De nos jours l’économie impose souvent sa loi au politique. Ségolène Royal vient d’en faire l’expérience à ses dépens : ses appels au boycott de la pâte à tartiner Nutella , fabriquée avec de l’huile de palme, n’auront pas résisté longtemps à l’indignation de la société Ferrero ; elle a dû, bien vite, tweeter des messages d’excuses, sur un ton faussement badin, réalisant qu’un ministre de l’environnement dispose de bien peu de poids si la loi ou des règlements internationaux ne permettent pas de fixer un cadre et un support à ses déclarations et ses velléités d’actions.
Sa récente campagne contre le Round-up de la société Monsanto apparaît plus affirmée, plus volontaire et sans doute plus durable car elle s’appuie sur le récent classement de la molécule de glyphosate en cancérogène probable mais elle repose encore une fois essentiellement sur la bonne volonté des utilisateurs ( privés ou professionnels) car la substance active( la molécule de glyphosate ) n’est toujours pas interdite au niveau européen par l’EFSA, l’organisme qui délivre l’homologation. Le boycott ne peut être efficace que si les politiques, les citoyens et les consommateurs sont à l’unisson.
Mais, de temps en temps, il arrive que le politique prévale sur l’économique et qu’un gouvernement dicte sa loi à des dirigeants d’entreprises étrangères. Stéphane Richard, PDG de la société Orange, avait, on le sait, déclaré son intention de se retirer du marché israélien, sans doute conscient que l’image de son entreprise risquait d’être affectée par son partenariat avec Tsahal, l’armée israélienne, via sa filiale Partner, un des principaux opérateurs de télécommunications au sein de l’Etat hébreu (lire ici). C’était sans compter sur la réaction très vive de Benyamin Netanyahou et de l’ensemble du gouvernement israélien, particulièrement mobilisés contre la campagne internationale de boycott BDS. Avec toute la subtilité et le sens de la mesure qui caractérisent aujourd’hui la diplomatie israélienne, il est rappelé que le premier slogan des nazis était « n’achetez pas chez les juifs » ! On connaît la suite : l’intrusion inhabituelle de l’éthique dans la stratégie du groupe Orange aura finalement fait long feu. Stéphane Richard, évidemment désavoué par les autorités françaises, a été convoqué et rappelé à l’ordre par Benyamin Netanyahou ; il s’est piteusement excusé et a annoncé que son groupe allait développer ses activités en Israël. Le gouvernement, les citoyens et les consommateurs israéliens sont satisfaits : la campagne contre BDS les unit et leur offre un dérivatif puissant à l’absence totale de perspective résultant de la politique extrémiste et suicidaire de Netanyahou.
Mais cette affaire nous montre que le pouvoir politique peut, s’il le veut, garder la main sur le pouvoir économique. Détachée de son contexte, cette nouvelle pourrait être un motif d’espoir. . .

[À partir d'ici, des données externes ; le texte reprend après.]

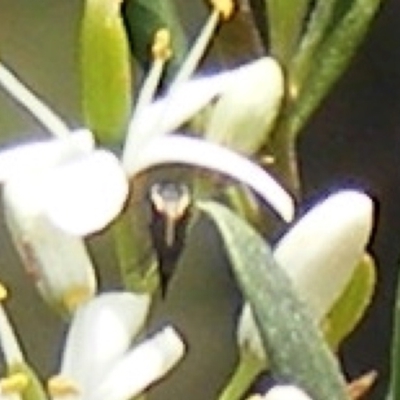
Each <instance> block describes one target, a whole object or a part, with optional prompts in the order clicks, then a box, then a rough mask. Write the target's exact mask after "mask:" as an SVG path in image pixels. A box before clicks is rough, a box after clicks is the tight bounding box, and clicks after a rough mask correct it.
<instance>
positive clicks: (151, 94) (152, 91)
mask: <svg viewBox="0 0 400 400" xmlns="http://www.w3.org/2000/svg"><path fill="white" fill-rule="evenodd" d="M152 55H153V64H152V66H151V69H150V71H149V73H148V75H147V77H146V79H145V81H144V83H143V85H142V88H141V90H140V93H139V96H138V99H137V102H136V106H135V110H134V113H133V116H132V118H131V122H130V124H129V127H128V135H127V138H128V140H127V142H126V143H125V145H124V155H123V157H122V158H123V159H124V158H125V155H126V154H129V153H130V151H132V149H133V148H138V147H139V144H140V143H141V142H142V141H145V140H146V137H143V138H142V137H139V135H138V132H139V129H136V127H137V124H138V121H140V118H139V115H140V113H141V112H142V110H143V109H145V108H146V107H147V106H148V105H150V103H151V102H152V101H153V99H154V97H155V93H156V91H157V89H158V87H159V85H160V81H161V77H162V75H163V72H164V68H165V64H166V62H167V61H168V60H169V58H170V57H171V55H172V49H171V36H170V33H169V31H168V30H167V29H160V30H158V31H157V32H156V34H155V36H154V42H153V46H152ZM129 132H132V133H131V134H130V133H129Z"/></svg>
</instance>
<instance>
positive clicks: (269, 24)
mask: <svg viewBox="0 0 400 400" xmlns="http://www.w3.org/2000/svg"><path fill="white" fill-rule="evenodd" d="M264 1H265V7H266V9H267V14H268V28H269V29H268V31H269V42H270V52H271V55H272V56H274V57H276V58H277V59H278V60H279V61H280V62H281V63H282V64H283V65H284V66H287V65H288V62H289V60H290V59H291V57H292V55H293V54H294V51H295V49H296V47H297V45H298V43H299V40H300V34H301V32H302V30H303V23H304V19H305V16H306V14H307V10H308V6H309V3H310V0H296V1H293V0H264Z"/></svg>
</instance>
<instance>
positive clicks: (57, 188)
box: [38, 150, 129, 236]
mask: <svg viewBox="0 0 400 400" xmlns="http://www.w3.org/2000/svg"><path fill="white" fill-rule="evenodd" d="M38 190H40V191H42V201H43V207H44V209H45V212H46V213H47V215H48V216H49V218H50V219H51V220H52V221H53V222H54V224H56V225H57V226H59V227H60V228H61V229H63V230H65V231H66V232H69V233H71V234H74V235H78V236H85V235H88V234H91V233H94V232H96V231H99V230H101V229H103V228H104V227H105V226H106V225H107V224H109V223H110V222H111V221H112V220H113V219H114V218H115V217H116V216H117V215H118V213H119V212H120V211H121V209H122V207H123V205H124V203H125V200H126V197H127V195H128V190H129V187H128V181H127V179H126V176H125V174H124V172H123V170H122V168H121V166H120V162H119V160H118V159H117V158H116V157H115V156H114V155H113V154H112V153H110V152H108V151H105V150H96V151H93V152H92V153H90V154H88V155H87V156H85V157H82V158H80V159H78V160H75V161H74V162H71V163H68V164H66V165H62V166H60V167H58V168H55V169H53V170H52V171H49V172H48V173H47V174H46V176H44V177H43V182H42V184H41V185H40V189H38Z"/></svg>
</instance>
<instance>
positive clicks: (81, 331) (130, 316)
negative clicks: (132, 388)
mask: <svg viewBox="0 0 400 400" xmlns="http://www.w3.org/2000/svg"><path fill="white" fill-rule="evenodd" d="M149 305H150V297H149V296H148V295H146V294H142V295H138V294H133V293H128V292H118V293H107V294H103V295H100V296H98V297H96V298H94V299H93V300H91V301H89V302H88V303H87V304H85V305H83V306H82V307H81V308H80V309H78V311H77V312H76V314H75V316H74V319H73V322H72V325H71V327H70V330H69V332H68V336H67V341H66V344H65V350H64V354H63V361H62V367H61V372H60V374H61V375H62V376H65V377H68V378H70V379H73V380H74V381H75V382H77V383H78V386H80V387H81V389H82V390H83V392H84V393H88V392H91V391H92V390H94V388H95V387H98V386H99V384H100V383H101V381H102V379H104V374H105V373H106V372H107V371H108V370H109V369H110V368H111V366H112V365H113V364H114V363H115V361H116V360H117V359H119V358H120V357H121V356H122V355H123V354H124V353H125V352H126V351H127V349H128V347H129V345H130V343H131V341H132V338H133V337H135V336H136V335H137V334H138V332H139V330H140V329H141V327H142V326H143V324H144V322H145V319H146V316H147V313H148V309H149ZM83 397H85V396H83Z"/></svg>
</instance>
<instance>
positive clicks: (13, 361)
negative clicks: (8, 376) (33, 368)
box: [0, 282, 24, 366]
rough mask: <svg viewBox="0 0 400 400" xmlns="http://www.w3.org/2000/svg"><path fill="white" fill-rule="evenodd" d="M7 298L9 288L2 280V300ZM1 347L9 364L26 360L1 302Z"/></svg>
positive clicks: (10, 364)
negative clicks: (5, 285)
mask: <svg viewBox="0 0 400 400" xmlns="http://www.w3.org/2000/svg"><path fill="white" fill-rule="evenodd" d="M6 298H7V289H6V288H5V286H4V285H3V284H2V283H1V282H0V300H1V301H4V300H5V299H6ZM0 347H1V350H2V353H3V354H4V358H5V360H6V363H7V365H8V366H10V365H14V364H17V363H23V362H24V356H23V354H22V350H21V348H20V346H19V343H18V339H17V336H16V335H15V332H14V329H13V327H12V325H11V323H10V321H9V319H8V316H7V314H6V312H5V311H4V308H3V307H2V305H1V304H0Z"/></svg>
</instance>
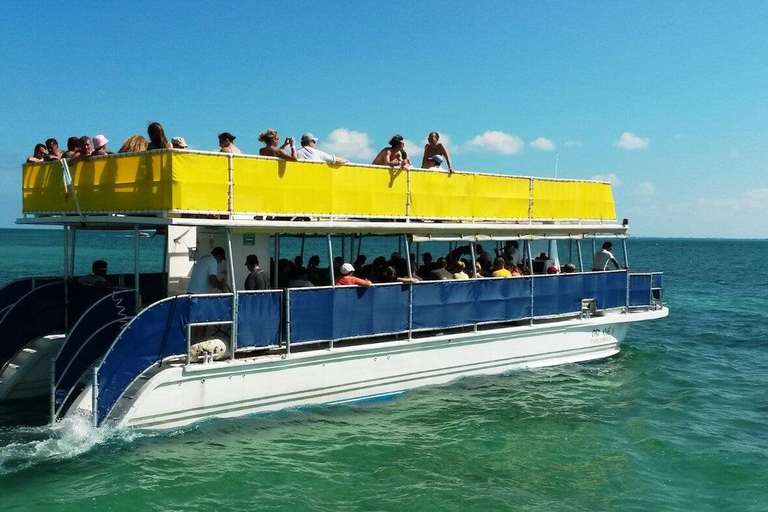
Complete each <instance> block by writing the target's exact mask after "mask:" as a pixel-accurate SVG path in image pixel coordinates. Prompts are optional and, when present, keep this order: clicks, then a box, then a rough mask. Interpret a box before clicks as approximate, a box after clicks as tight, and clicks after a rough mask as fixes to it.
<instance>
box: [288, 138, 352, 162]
mask: <svg viewBox="0 0 768 512" xmlns="http://www.w3.org/2000/svg"><path fill="white" fill-rule="evenodd" d="M315 142H317V138H316V137H315V136H314V135H312V134H311V133H309V132H307V133H305V134H304V135H302V136H301V149H300V150H298V151H297V152H296V157H297V158H298V159H299V160H306V161H310V162H325V163H328V164H336V165H342V164H345V163H347V161H346V160H344V159H343V158H339V157H338V156H333V155H329V154H328V153H326V152H325V151H320V150H319V149H315Z"/></svg>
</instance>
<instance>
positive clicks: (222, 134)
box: [219, 132, 243, 155]
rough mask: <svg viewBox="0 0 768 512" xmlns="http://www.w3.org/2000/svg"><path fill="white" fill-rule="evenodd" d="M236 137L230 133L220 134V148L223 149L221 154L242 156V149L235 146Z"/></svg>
mask: <svg viewBox="0 0 768 512" xmlns="http://www.w3.org/2000/svg"><path fill="white" fill-rule="evenodd" d="M236 138H237V137H235V136H234V135H232V134H231V133H229V132H223V133H220V134H219V147H220V148H221V149H220V150H219V152H220V153H232V154H234V155H242V154H243V152H242V151H240V148H238V147H237V146H235V144H234V142H235V139H236Z"/></svg>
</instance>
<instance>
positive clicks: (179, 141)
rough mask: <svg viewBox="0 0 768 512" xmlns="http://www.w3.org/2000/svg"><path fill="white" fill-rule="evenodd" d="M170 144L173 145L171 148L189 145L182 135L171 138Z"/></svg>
mask: <svg viewBox="0 0 768 512" xmlns="http://www.w3.org/2000/svg"><path fill="white" fill-rule="evenodd" d="M171 146H173V149H187V148H188V147H189V146H188V145H187V141H185V140H184V137H174V138H172V139H171Z"/></svg>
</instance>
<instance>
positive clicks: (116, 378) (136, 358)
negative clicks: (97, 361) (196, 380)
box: [97, 295, 232, 425]
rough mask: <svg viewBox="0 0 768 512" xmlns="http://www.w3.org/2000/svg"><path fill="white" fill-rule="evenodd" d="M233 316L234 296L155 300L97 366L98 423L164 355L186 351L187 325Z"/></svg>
mask: <svg viewBox="0 0 768 512" xmlns="http://www.w3.org/2000/svg"><path fill="white" fill-rule="evenodd" d="M231 319H232V296H231V295H213V296H199V297H196V296H186V295H185V296H180V297H171V298H168V299H164V300H162V301H160V302H156V303H154V304H152V305H151V306H149V307H148V308H146V309H145V310H143V311H142V312H141V313H139V314H138V315H136V316H135V317H134V318H133V320H131V321H130V322H129V323H128V325H126V326H125V328H123V330H122V331H121V332H120V335H119V336H118V337H117V338H116V339H115V341H114V342H113V343H112V346H111V347H110V349H109V351H108V352H107V354H106V356H105V357H104V360H103V362H102V363H101V365H100V366H99V369H98V377H97V379H98V389H99V396H98V407H97V423H98V424H99V425H101V424H102V422H103V421H104V419H105V418H106V417H107V416H108V415H109V412H110V411H111V410H112V407H114V405H115V404H116V403H117V401H118V400H119V399H120V397H121V396H122V395H123V393H124V392H125V390H126V389H128V387H129V386H130V385H131V383H132V382H133V381H134V380H135V379H136V378H138V377H139V376H140V375H141V374H142V373H143V372H144V371H145V370H146V369H147V368H149V367H150V366H152V365H153V364H155V363H159V362H161V361H162V360H163V359H164V358H166V357H170V356H174V355H185V354H186V353H187V342H186V333H187V325H188V324H190V323H196V322H225V321H229V320H231Z"/></svg>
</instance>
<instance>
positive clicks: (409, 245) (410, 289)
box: [403, 235, 413, 341]
mask: <svg viewBox="0 0 768 512" xmlns="http://www.w3.org/2000/svg"><path fill="white" fill-rule="evenodd" d="M403 242H404V244H405V253H406V257H405V261H406V268H407V269H408V277H409V278H413V269H412V268H411V247H410V245H409V244H408V235H403ZM412 339H413V283H408V340H409V341H410V340H412Z"/></svg>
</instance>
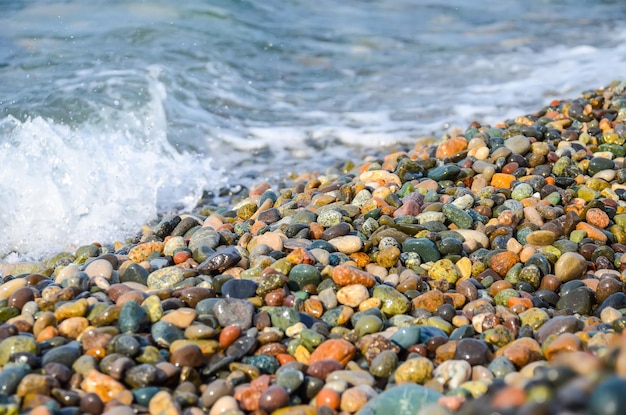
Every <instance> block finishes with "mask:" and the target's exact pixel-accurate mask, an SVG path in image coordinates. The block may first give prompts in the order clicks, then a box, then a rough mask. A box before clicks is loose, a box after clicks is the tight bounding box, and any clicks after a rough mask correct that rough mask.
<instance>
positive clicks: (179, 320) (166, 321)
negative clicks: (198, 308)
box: [161, 307, 198, 329]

Car, aujourd’hui, le gouvernement d’Alexis Tsipras, légitimement élu, doit faire face au pouvoir économique représenté par le FMI et la BCE. Mais la Grèce est trahie par ses partenaires politiques au sein de l’Union européenne : Angela Merkel et François Hollande notamment exhortent le gouvernement grec à se soumettre au diktat des banques et de la finance. Les grecs doivent accepter l’assèchement de leurs services publics, la diminution de leurs retraites, la hausse de la TVA, les privations en tous genres.
Israël, avec l’assentiment des autorités françaises, ne saurait tolérer l’utilisation de l’arme économique à son encontre ni toute forme de boycott mais le peuple grec devrait par contre accepter l’assèchement de ses services publics, la diminution de ses retraites, la hausse de la TVA, les privations en tous genres, le boycott de produits aussi essentiels que les médicaments dont sont privés les hôpitaux, et une forme d’embargo rampant qui précipite dans la misère une grande partie de la population !
Le gouvernement et le peuple grecs sont à l’unisson ; les citoyens européens doivent désormais les aider à vaincre un pouvoir économique illégitime.